• 1.4 million people now on the NHS waiting list for mental health treatment according to NHS Providers
  • Research from Westfield Health has found that workers are seeking (20%) additional mental health support from their employers

The pandemic continues to impact the nation’s mental health, with Westfield Health research finding that almost one in three (31%) employees took leave in 2021 due to mental health reasons.

1.4 million people are currently awaiting treatment for mental health issues1, but the NHS Long Term Plan suggests a £2.3 billion investment fund will be introduced by 2023/24 to ensure the NHS provides high quality, evidence-based mental health services to an additional two million people2.

While support is needed now, Richard Holmes, Director of Wellbeing at Westfield Health, identifies how businesses can better care for their employees when appointments aren’t available. “It’s important for organisations to consider how the waiting list for mental health support might be affecting their workers.

While they can’t replace the NHS’s vital work, there are ways they can support employees who are struggling.

“Embedding wellbeing in company culture and treating mental and physical health equally is essential. Even simple measures such as offering regular one-to-ones with managers can help employers understand the problems their people may be facing and offer or signpost them to support.”

The wellbeing provider’s research found that 20% of employees want their employer to provide additional mental health support and absence due to mental health days cost UK businesses £12.7bn3.

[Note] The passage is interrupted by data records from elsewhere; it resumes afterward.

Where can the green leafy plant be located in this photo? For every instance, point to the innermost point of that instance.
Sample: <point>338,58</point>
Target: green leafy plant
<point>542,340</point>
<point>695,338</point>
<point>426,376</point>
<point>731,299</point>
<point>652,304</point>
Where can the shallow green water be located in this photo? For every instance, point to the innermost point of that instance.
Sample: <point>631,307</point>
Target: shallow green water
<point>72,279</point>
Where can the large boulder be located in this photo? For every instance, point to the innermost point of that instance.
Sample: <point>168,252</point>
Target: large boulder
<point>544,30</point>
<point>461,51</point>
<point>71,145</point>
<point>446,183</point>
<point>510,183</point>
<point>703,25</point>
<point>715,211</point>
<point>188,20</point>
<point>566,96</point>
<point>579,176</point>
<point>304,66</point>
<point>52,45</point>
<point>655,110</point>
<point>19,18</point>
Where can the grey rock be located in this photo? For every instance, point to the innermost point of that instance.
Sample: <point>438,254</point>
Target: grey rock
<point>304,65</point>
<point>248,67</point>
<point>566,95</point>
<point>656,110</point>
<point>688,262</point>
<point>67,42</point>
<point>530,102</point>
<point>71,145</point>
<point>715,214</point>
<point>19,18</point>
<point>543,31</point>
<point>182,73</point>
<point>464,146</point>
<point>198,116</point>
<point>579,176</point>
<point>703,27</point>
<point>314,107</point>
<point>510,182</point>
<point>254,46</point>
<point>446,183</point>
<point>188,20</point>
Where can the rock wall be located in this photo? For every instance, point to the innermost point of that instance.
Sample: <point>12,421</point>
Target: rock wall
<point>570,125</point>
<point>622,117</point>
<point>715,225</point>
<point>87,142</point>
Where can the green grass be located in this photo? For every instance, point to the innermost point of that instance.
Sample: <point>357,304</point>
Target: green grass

Richard continued, “To support workers during this time, developing a workplace mental health and wellbeing strategy is a vital practice. The pandemic has clearly taken a significant toll on the workforce and employers have the power to help.

When reviewing wellbeing strategies, consider what tailored support you can offer, where you can signpost employees to access information and create a culture where people are comfortable asking for help.”

Some of the measures employers can take to support mental health are:

  • Mental Health First Aiders to provide a confidential avenue to seek support.
  • Webinars and training to encourage conversations and raise awareness of when and where to get help.
  • Encouraging regular physical activity has been known to relieve stress, improve memory, aid sleep and boost an individual’s overall mood.
  • Suggest walking meetings to fit in physical activity while working.
  • Relieving stress through team-building activities is a good way to get workers in a different, more social environment with their colleagues.
  • Training to ensure managers hold regular one-to-ones can help them identify when someone in their team may need extra support.